El libertario Godard, más allá de la ‘nouvelle vague’
Ciudad de México, 1 de octubre.- 131 películas, seis libros, cincuenta artículos y su nombre como sinónimo del cine en la segunda mitad del siglo XX y las dos primeras décadas del XXI, Jean-Luc Godard (1930-2022) participó, junto con François Truffaut, entre otros, en la transformación del cine de su tiempo.
Para reinventar uno de los grandes mitos criminales de la Gran Depresión estadunidense como la pareja de forajidos Bonnie Parker y Clyde Barrow, en pleno destape sexual y psicodélico de los sesenta, y provocar una puesta al día en lo social, la encargada de relaciones públicas de la Oficina de Cine Francés en Nueva York, Helen Scott, pensó en el ganador de la Palma de Oro en Cannes por Los 400 golpes (Les quatre cent coups, 1959) y parte fundacional de ese grupo de enfant terribles franceses que era la Nouvelle Vague, François Truffaut.

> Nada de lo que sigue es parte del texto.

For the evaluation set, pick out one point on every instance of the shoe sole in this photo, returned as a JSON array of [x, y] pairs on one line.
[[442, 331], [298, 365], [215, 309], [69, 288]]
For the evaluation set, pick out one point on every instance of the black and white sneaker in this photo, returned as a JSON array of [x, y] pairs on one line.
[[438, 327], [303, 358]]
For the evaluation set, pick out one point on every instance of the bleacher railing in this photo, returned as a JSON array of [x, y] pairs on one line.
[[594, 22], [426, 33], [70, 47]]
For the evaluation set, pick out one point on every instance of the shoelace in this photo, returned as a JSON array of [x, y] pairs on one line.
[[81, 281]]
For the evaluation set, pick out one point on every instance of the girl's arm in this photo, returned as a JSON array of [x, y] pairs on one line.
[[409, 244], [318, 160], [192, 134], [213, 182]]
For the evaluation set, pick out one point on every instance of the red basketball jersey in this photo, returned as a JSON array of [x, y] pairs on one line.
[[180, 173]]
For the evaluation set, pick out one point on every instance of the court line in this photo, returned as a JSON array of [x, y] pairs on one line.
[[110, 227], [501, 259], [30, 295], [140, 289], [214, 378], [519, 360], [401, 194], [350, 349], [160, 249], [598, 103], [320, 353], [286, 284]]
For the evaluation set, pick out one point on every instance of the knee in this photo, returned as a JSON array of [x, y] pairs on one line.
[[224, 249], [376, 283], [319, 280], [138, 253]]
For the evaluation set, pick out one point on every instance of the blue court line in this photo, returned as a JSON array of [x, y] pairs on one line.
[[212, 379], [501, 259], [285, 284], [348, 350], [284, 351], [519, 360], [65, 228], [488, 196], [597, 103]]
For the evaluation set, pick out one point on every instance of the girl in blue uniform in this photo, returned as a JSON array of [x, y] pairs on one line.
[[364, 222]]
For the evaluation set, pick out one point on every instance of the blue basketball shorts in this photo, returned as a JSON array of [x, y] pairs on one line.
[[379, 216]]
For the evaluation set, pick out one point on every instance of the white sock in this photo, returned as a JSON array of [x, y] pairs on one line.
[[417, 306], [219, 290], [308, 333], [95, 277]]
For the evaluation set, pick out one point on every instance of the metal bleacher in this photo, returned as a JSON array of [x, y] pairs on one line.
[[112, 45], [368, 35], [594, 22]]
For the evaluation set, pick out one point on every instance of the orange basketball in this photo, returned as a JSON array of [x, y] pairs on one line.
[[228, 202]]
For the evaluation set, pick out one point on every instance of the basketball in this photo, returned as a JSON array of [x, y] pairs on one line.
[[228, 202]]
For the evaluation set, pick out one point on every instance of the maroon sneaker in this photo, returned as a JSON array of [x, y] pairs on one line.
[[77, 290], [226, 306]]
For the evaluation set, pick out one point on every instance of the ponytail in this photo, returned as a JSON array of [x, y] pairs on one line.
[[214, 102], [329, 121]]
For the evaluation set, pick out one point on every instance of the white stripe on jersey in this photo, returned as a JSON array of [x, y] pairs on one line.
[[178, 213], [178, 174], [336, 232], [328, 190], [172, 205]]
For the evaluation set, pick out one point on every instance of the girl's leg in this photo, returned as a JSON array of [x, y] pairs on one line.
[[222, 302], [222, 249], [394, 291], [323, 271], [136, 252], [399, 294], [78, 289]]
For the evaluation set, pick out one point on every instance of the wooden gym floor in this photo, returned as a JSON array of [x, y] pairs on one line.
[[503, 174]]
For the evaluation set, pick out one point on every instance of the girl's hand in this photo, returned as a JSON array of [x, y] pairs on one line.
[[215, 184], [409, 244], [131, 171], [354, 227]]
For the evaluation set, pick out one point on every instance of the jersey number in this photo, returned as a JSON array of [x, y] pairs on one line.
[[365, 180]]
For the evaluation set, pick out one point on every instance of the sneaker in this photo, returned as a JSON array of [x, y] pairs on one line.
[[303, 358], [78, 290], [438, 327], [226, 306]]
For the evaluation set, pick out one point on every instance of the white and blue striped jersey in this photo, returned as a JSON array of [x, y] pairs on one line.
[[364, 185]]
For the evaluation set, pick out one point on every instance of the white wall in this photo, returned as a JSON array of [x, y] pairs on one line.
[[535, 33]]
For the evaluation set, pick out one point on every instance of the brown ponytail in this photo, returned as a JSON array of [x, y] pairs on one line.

Así, le envió el provocador argumento de Eleanor Wright-Jones, escrito por un par de editores de la revista Esquire, David Newman y Robert Benton –que desarrollarían una notable trayectoria en la industria–, en el que la atractiva jovencita resulta mucho más agresiva y ardiente que el exconvicto, además de carecer de cualquier atisbo ético, más allá de (sobre)vivir el día a día.
Concentrado como estaba en el montaje de La piel suave (La peau douce, 1964) y en la redacción de su libro de conversaciones, El cine según Hitchcock (1966), Truffaut le pasó la estafeta a su amigo y colega, el franco-suizo Jean-Luc Godard, nacido curiosamente el mismo año de los escarceos de la pareja texana. Le parecía perfecto para el proyecto dada su rapidez para hacer cine, su inglés fluido y porque sería capaz de lograr un Sin aliento (À bout de soufflé, 1960) en Estados Unidos.
Pero cuando los guionistas y productores discutieron con Godard las fechas y locaciones de filmación –querían hacerlo en Texas, en el verano de ese 1964, y el francés en Nueva Jersey en el invierno siguiente–, el realizador abandonó la junta, exasperado por discutir el clima y no el cine.
Al final, en París, Truffaut le comentaría el proyecto a la estrella Warren Beatty –que buscaba protagonizar su Farenheit 451 (1966)–, quien acabaría adquiriendo y produciendo el guión con dirección de Arthur Penn y junto a Faye Dunaway. Un éxito rotundo que inició el Nuevo Hollywood, una renovación de la industria con innegable influencia de la ola francesa.
Tajante, radical y obsesivo, Godard habría de retomar, para su siguiente proyecto, al actor y cantante Eddie Constantine en su personaje emblemático del detective del FBI, Lemmy Caution –a partir de las novelas del inglés Peter Cheyney–, del que había rodado siete películas de bajo presupuesto y muy populares. Empleando gabardinas, sombreros fedora, cigarrillo en el labio y revólveres clásicos del film noir en lugar de escafandras, naves galácticas o pistolas láser, la película futurista y que ocurre en otra galaxia, Alphaville (1965), mostrará una lucha entre lo humano, irracional y poético, en una misión para destruir la impecable lógica científica e ingenieril de la computadora Alpha 60 y a su creador, Von Braun o profesor Leonard Nosferatu (Howard Vernon), y salvar a los pocos humanos que preservan sus emociones.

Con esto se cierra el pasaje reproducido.